Apparently more well-known (from the number of citations), is the Subway Vast Isosceles Cheese Conspiracy from 2007. It seems that Subway was trying to use the triangles to charge more for cheese. If you lay the triangles in a rhombus, you only need one layer of cheese. But if you lay the cheese in a razorback you need two layers of cheese to fully cover the sandwich. So Subway can charge for double cheese.  I’m not sure how well this conspiracy is working. I don’t know how my cheese has been laid out, but when it’s melted it all runs together anyway.

There is a man who feels the British government is forcing restaurants to favor British cheeses over Continental cheeses by having farmers and industries create a wide variety of cheeses that are inferior to those across the Channel.
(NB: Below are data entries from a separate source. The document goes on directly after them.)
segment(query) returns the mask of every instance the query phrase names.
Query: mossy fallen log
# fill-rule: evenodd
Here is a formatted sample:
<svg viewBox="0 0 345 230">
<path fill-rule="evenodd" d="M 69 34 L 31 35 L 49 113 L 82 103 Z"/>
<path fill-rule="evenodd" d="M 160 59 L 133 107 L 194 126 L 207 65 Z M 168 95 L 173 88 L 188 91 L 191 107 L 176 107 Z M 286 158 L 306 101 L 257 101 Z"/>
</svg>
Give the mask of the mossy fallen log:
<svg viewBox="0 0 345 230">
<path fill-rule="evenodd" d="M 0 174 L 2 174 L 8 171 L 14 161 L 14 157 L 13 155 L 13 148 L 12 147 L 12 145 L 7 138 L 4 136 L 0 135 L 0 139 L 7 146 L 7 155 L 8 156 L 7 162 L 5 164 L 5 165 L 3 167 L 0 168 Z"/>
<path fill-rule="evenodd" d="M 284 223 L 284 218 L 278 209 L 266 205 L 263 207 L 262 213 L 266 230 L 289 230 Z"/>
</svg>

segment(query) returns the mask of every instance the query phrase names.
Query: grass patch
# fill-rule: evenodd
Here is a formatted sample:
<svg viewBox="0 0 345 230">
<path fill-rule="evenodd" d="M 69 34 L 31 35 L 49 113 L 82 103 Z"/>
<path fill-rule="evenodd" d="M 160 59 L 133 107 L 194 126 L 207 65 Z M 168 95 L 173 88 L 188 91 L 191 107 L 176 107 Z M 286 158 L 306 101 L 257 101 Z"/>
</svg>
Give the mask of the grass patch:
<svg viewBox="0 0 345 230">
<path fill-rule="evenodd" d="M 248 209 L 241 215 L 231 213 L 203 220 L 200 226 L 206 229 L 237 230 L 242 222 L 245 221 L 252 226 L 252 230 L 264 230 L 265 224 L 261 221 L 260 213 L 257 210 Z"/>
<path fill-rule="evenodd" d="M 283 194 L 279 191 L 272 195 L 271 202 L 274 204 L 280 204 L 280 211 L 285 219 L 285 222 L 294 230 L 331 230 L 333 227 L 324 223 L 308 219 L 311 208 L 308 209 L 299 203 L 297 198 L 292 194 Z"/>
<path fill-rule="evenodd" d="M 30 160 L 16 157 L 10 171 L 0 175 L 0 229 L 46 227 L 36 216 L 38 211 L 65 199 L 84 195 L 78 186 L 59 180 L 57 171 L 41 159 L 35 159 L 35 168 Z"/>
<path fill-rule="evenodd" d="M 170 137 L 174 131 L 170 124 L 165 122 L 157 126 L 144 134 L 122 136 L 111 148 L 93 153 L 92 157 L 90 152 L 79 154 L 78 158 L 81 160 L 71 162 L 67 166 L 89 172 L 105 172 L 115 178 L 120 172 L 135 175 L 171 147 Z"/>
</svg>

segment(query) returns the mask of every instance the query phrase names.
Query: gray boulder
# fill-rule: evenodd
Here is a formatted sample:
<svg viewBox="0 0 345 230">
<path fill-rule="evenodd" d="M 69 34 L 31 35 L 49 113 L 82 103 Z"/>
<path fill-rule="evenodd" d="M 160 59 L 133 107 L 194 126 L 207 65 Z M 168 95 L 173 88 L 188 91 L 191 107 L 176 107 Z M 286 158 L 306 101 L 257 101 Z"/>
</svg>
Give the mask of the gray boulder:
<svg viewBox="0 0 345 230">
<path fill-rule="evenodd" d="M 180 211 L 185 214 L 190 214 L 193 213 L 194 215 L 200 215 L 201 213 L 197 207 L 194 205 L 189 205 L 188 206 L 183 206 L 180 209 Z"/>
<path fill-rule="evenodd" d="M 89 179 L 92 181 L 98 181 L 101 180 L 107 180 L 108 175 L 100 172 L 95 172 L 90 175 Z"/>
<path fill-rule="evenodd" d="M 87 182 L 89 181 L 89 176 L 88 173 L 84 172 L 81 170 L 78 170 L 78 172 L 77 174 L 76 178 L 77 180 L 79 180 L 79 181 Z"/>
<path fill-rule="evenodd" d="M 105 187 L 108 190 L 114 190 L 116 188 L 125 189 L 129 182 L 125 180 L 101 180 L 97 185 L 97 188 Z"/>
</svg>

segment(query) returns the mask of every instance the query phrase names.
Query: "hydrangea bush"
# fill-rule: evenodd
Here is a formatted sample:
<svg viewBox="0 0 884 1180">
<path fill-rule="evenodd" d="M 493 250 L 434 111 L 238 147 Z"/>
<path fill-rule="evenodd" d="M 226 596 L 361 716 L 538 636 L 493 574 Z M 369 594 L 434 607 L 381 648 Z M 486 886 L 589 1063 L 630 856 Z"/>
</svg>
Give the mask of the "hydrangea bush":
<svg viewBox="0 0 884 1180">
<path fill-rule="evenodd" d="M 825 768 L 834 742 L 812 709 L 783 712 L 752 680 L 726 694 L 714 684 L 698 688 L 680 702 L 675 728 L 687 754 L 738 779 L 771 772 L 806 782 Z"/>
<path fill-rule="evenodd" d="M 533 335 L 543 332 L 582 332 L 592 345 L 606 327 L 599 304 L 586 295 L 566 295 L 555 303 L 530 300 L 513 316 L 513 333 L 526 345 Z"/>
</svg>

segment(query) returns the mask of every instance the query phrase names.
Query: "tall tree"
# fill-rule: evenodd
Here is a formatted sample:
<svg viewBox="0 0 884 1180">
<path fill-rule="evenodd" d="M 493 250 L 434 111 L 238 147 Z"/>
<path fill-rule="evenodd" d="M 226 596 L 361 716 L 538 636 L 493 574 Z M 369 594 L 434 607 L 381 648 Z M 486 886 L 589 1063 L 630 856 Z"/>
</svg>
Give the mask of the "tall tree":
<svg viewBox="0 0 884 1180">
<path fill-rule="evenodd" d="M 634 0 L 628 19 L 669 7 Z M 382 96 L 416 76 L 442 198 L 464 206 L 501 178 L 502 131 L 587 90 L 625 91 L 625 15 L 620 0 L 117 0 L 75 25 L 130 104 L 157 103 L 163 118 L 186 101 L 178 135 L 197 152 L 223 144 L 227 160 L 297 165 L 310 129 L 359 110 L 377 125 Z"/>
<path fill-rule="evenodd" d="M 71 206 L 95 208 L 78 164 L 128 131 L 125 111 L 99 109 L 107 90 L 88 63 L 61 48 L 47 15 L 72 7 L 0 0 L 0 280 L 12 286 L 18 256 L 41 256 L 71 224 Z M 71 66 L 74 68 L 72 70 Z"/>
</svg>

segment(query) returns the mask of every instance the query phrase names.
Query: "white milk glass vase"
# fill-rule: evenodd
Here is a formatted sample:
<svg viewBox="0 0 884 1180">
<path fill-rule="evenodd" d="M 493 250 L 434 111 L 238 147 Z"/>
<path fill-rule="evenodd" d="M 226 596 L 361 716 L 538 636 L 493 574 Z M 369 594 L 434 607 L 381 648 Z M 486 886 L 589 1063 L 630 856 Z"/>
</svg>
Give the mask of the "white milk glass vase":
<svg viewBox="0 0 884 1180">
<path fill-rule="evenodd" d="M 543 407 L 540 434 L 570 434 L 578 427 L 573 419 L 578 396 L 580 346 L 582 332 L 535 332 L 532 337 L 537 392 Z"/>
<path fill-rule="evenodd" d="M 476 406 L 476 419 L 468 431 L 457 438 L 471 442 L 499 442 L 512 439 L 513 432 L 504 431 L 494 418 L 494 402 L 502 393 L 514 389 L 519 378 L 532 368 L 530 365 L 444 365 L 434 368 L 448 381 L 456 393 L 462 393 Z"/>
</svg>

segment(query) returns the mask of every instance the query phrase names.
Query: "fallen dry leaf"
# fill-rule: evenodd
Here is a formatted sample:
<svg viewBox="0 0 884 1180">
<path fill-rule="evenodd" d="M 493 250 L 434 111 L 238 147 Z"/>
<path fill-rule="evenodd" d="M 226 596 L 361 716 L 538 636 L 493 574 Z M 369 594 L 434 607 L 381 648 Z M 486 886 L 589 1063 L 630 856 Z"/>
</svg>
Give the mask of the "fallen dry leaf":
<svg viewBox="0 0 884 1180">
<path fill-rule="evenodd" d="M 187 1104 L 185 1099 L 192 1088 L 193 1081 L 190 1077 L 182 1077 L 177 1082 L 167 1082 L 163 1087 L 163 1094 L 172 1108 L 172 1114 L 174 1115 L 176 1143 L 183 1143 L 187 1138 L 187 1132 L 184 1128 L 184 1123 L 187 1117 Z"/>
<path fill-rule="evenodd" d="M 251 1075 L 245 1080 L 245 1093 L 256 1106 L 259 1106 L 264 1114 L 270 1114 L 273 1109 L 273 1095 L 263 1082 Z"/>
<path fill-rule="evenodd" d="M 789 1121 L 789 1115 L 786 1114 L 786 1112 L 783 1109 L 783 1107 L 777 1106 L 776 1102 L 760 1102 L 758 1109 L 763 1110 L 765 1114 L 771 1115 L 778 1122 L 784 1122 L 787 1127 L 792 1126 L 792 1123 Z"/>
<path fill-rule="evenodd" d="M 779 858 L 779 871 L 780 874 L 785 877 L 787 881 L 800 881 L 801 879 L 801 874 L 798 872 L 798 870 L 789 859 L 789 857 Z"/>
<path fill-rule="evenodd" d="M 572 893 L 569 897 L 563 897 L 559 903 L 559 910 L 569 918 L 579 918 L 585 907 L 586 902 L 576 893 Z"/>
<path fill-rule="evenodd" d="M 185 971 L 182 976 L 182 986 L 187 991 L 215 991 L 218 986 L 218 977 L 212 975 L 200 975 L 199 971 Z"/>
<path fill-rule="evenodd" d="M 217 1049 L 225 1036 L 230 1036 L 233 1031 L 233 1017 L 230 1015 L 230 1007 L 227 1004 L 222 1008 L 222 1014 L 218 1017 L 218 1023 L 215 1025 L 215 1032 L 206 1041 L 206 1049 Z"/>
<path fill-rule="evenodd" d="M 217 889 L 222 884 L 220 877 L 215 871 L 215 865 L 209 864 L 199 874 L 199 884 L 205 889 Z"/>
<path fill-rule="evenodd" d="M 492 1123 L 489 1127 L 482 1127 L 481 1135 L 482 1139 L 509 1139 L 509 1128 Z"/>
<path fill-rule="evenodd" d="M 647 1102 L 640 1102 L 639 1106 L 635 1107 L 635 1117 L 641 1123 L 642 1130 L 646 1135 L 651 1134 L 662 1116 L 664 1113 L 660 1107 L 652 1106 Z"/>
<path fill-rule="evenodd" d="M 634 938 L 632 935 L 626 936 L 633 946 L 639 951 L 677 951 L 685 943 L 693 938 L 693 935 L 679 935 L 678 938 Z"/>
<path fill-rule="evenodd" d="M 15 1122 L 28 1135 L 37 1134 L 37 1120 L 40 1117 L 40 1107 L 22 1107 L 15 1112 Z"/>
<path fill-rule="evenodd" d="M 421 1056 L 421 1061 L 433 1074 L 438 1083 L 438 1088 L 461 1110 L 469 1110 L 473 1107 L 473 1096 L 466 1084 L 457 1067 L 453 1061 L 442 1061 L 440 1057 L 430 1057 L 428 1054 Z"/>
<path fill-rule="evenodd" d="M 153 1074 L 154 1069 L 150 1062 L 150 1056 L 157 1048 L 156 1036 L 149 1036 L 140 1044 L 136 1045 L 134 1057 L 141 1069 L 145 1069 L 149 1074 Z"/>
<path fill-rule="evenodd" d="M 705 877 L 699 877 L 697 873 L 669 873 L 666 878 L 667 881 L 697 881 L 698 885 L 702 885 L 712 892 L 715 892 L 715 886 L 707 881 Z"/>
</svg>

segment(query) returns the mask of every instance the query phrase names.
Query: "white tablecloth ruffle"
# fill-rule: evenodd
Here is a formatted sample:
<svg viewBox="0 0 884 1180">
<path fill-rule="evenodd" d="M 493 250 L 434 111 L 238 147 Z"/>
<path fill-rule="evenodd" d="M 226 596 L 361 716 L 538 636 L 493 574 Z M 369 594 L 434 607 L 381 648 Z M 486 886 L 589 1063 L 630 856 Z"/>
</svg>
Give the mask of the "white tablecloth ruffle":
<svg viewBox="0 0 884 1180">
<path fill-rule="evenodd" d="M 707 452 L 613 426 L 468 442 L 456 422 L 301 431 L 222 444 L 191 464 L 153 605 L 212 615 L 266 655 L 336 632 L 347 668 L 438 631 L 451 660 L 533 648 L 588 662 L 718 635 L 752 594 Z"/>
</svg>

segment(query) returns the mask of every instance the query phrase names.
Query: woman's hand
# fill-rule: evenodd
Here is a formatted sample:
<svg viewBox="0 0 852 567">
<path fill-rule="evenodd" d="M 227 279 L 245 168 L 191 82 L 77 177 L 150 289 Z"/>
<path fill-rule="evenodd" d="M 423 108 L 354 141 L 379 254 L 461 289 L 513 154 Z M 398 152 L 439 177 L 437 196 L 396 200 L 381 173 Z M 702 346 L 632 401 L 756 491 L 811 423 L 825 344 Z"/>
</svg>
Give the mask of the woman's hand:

People can then feel they are supporting their own farmers. There are also a fair number of people who humorously claim that large companies have intentionally stopped creating their favorite products (e.g., blue cheese dressing) to cause them emotional distress.

Of course, someone always has to ruin the fun. In 2007 (apparently a big year for cheese theories), a Chicago grand jury indicted four people for trying to ship more than 110,000 pounds of contaminated Mexican-style cheese. They took cheese customers had returned, scraped off the mold and fungus, and resold it wholesale. They were caught creating false documentation after lying to federal agents. I think they might have gotten away with it if they’d used bleu cheese or limburger – it’s really hard to tell whether or not they have spoiled.

I was unable to pin down one final theory. It’s called “The Philadelphia Cream Cheese Conspiracy – the Truth Revealed”. It’s tagged with “think about the animals”. I could get to the video but couldn’t get it to run (maybe the Philadelphia people have blocked it). You can look for it on 30 Bananas a Day – The High Carb Raw Vegan Lifestyle website. It shows 24 views so you can probably still be the first to rate it.

In the meantime, I am going to look for the people responsible for replacing all the chocolate chip ice cream with cookie dough ice cream. I’m sure someone had to be paid off.